Example of an ODE with initial conditions I was given the following example as an introduction towards ODEs. But I have an issue with it: 
Let $$-u'' + pu' + qu = 0,\ p,q \in \mathbb{R} \\
u(t_0) = u_0 \\
u'(t_0) = v_0, \\ u_0,v_0\in \mathbb{R}
$$
If we say, that 
$$u = e^{\lambda(t-t_0)} u_0 
$$
We fulfill the first initial condition. Then we can write the equation as 
$$(-\lambda^2 +p\lambda + q )u = 0$$
If we solve $-\lambda^2 +p\lambda + q = 0$ for $\lambda$, we might have either a single or a two-fold zero. Which is way too restricted to let us fulfill the second initial conditon $u'(t_0)=v_0$, because 
$$u'(t) = \lambda e^{\lambda (t-t_0)}u_0$$ and so $$u'(t_0) = \lambda u_0 \stackrel{!}{=} v_0 \Rightarrow \lambda = v_0 / u_0$$
But we are already forced to choose $\lambda$ from the at most two solutions to the 2nd degree polynomial. 
 A: First of all  you find the general solution to your differential equation.
You solve the characteristic polynomial and find your eignvalues and form the general solution which is a linear combination, either $$y= c_1 e^{\lambda _1 t} +  c_2 e^{\lambda _2 t}$$  in case of distinct eigenvalues or 
$$y= c_1 e^{\lambda t} +  c_2 te^{\lambda t}$$ in case of an eigenvalue with multiplicity two.
Then you find the parameters $c_1$ and $c_2$ from your initial conditions. 
A: Now, I am not sure what your textbook is doing, but I am going to show you how I would solve this equation using the methods I have learned. First, as you said, we have:
$$(-\lambda^2+p\lambda+q)u=0$$
Thus, we need to divide by $u$ and find the solutions to $\lambda$. There are then three possibilities, assuming $p$ and $q$ are real numbers.


*

*There are two, distinct real solutions.

*There is only one solution with multiplicity of two.
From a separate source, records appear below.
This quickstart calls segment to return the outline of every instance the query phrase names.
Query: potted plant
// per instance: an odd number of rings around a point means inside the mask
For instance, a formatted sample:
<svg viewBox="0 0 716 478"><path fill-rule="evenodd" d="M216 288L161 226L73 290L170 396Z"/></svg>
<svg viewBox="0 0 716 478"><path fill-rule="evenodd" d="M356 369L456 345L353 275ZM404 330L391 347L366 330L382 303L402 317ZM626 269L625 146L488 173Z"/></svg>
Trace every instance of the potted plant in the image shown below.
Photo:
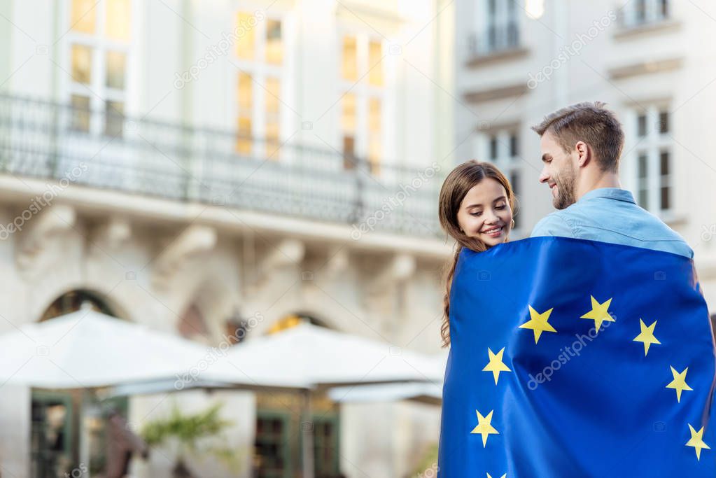
<svg viewBox="0 0 716 478"><path fill-rule="evenodd" d="M203 439L216 436L233 424L223 419L220 412L223 404L213 405L203 411L185 414L174 405L167 418L146 423L142 429L142 437L150 447L167 444L176 452L177 460L173 470L174 478L196 478L185 461L188 456L213 455L223 461L229 469L241 467L237 453L226 447L204 447L199 444Z"/></svg>

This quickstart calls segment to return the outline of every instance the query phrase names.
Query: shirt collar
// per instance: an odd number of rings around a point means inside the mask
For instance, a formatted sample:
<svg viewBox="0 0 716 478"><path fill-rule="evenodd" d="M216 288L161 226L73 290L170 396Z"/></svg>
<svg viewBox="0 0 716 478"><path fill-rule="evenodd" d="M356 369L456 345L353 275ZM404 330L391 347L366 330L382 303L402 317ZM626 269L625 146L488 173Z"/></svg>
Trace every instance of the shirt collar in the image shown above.
<svg viewBox="0 0 716 478"><path fill-rule="evenodd" d="M633 203L634 204L637 203L637 202L634 200L634 195L632 195L631 191L626 189L620 189L619 187L599 187L598 189L594 189L583 195L579 199L579 202L594 199L596 197L606 197L607 199L616 199L619 201Z"/></svg>

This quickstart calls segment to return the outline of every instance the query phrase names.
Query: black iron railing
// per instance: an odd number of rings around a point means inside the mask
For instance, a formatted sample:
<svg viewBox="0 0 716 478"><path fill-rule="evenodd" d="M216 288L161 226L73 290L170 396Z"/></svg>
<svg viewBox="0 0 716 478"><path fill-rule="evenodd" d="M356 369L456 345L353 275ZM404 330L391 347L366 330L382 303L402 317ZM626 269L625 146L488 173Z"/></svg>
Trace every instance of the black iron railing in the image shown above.
<svg viewBox="0 0 716 478"><path fill-rule="evenodd" d="M367 232L440 235L441 174L430 167L382 164L377 171L329 149L13 95L0 94L0 173Z"/></svg>

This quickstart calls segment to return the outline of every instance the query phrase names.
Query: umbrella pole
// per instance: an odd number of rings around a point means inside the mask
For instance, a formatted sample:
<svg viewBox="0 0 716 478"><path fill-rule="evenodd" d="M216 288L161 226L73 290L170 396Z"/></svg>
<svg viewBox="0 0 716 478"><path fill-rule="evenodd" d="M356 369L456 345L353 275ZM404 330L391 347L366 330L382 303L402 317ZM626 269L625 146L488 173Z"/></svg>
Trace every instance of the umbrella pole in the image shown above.
<svg viewBox="0 0 716 478"><path fill-rule="evenodd" d="M304 390L302 394L304 417L301 420L301 430L304 434L303 450L301 450L304 458L303 478L314 478L315 472L313 459L314 423L311 410L311 391Z"/></svg>

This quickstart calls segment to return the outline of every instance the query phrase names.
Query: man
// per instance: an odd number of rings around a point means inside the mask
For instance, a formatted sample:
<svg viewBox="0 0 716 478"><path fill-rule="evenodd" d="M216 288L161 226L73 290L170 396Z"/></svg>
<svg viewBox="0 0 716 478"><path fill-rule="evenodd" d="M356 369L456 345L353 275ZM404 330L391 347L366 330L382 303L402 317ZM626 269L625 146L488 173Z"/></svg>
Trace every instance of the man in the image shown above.
<svg viewBox="0 0 716 478"><path fill-rule="evenodd" d="M684 239L637 205L621 189L619 157L624 134L604 104L579 103L547 116L533 130L541 137L540 182L557 211L540 220L531 237L556 235L664 250L693 258Z"/></svg>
*There are two, distinct complex solutions.


In order to make this simpler, I am going to focus on Possibility 1 and I will refer to the two possible values of $\lambda$ as $\lambda_1$ and $\lambda_2$. Now, we have two possible solutions:
$$u=e^{\lambda_1(t-t_0)}, u=e^{\lambda_2(t-t_0)}$$
Now, you will learn the reasons for why this is later, but these two solutions are called a "fundamental set of solutions" because they generate all the possible solutions to this ODE. Thus, we write the general solution as a linear combination of these two solutions, like so:
$$u=c_1e^{\lambda_1(t-t_0)}+c_2e^{\lambda_2(t-t_0)}$$
Here, $c_1$ and $c_2$ are constants we have to solve for using the initial conditions. As you can see, the problem gives you two initial conditions and there are two constants to solve for, so it works out. First, let's get the equation from $u(t_0)=u_0$:
$$u(t_0)=c_1e^{\lambda_1(t_0-t_0)}+c_2e^{\lambda_2(t_0-t_0)}=c_1+c_2=u_0$$
Now, to get the equation from $u'(t_0)=v_0$, we first have to figure out what $u'$ is. Using chain rule, it is easy to take the derivative of $u$:
$$u'=\lambda_1c_1e^{\lambda_1(t-t_0)}+\lambda_2c_2e^{\lambda_2(t-t_0)}$$
Thus, from $u'(t_0)=v_0$, we find that:
$$u'(t_0)=\lambda_1c_1e^{\lambda_1(t_0-t_0)}+\lambda_2c_2e^{\lambda_2(t_0-t_0)}=\lambda_1c_1+\lambda_2c_2=v_0$$
This, combined with the $c_1+c_2=u_0$ equation, allows us to solve for $c_1$ and $c_2$ since we have a system of two linear equations with two unknowns. Using Cramer's Rule, we get:
$$c_1=\frac{-u_0\lambda_2+v_0}{\lambda_1-\lambda_2}, c_2=\frac{u_0\lambda_1-v_0}{\lambda_1-\lambda_2}$$
Thus, our final solution to this ODE with initial conditions is:
$$u=\frac{-u_0\lambda_2+v_0}{\lambda_1-\lambda_2}e^{\lambda_1(t-t_0)}+\frac{u_0\lambda_1-v_0}{\lambda_1-\lambda_2}e^{\lambda_2(t-t_0)}$$
Now, this is a pretty long solution and it only covers the case where $\lambda_1, \lambda_2$ are distinct, real numbers. However, that is the beautiful yet messy world of differential equations for you. I hope this example helps you understand initial condition problems more!